Casual Dock worker/ CDL trainee (Current Employee) – Wyoming, MI – June 4, 2018
I go to work and put in 100 % + in my opinion. I got told I'm a great worker and was offered a opportunity to get my CDL and that the company would train me for it while soaking up the cost. Now I'm being told I have to learn on my own which after working in a factory for 25 + years is all new to me. I have never driven a clutch or a big truck for that matter. Needless to say I quit my job of 25+ years to take on a new career and now I feel like I have been set up for failure.
This is a union company; pay is excellent, but workplace and management is poor
Freight Handler/City P&D Driver (Former Employee) – Bloomington, CA – June 4, 2018
A typical day at YRC basically included getting on the forklift and then proceeding to your assigned trailer to start stripping freight out.

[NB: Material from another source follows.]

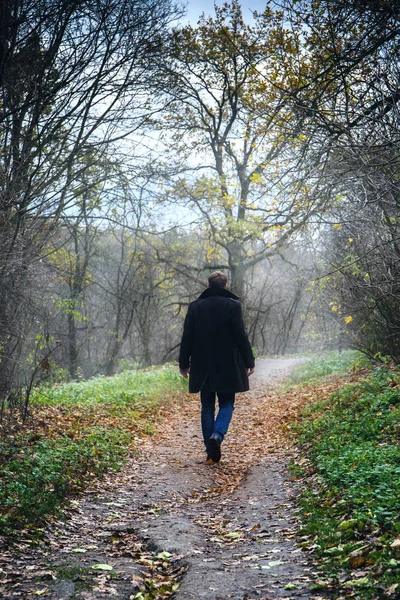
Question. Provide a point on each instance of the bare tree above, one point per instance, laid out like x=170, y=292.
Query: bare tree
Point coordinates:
x=74, y=74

What I learned most was about the economy and the movement of goods throughout the country - how vitally important that is.

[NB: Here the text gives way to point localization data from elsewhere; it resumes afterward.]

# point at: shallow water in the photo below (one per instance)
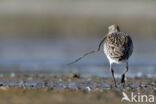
(51, 56)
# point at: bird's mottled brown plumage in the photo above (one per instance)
(118, 46)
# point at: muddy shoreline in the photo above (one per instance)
(71, 89)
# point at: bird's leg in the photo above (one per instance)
(112, 71)
(123, 74)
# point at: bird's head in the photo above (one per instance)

Management is mostly amicable, but there is an ever-present tension between the management and employees. This is because it is a union workplace and you are basically guilty until proven innocent. And the management has good reason to hold the unionized employees in contempt as the union regularly threatened strikes, walk-offs and work slow-downs.
The hardest part about the job is the lack of a regular schedule. Especially if you're new. You were on-call 24/7 and they didn't hesitate to wake you up at 3 in the morning to call you in for a 5 o'clock start time.
The most enjoyable part about the job was having direct participation in the economy. Everyone needs their goods and it was our job to make sure they got it.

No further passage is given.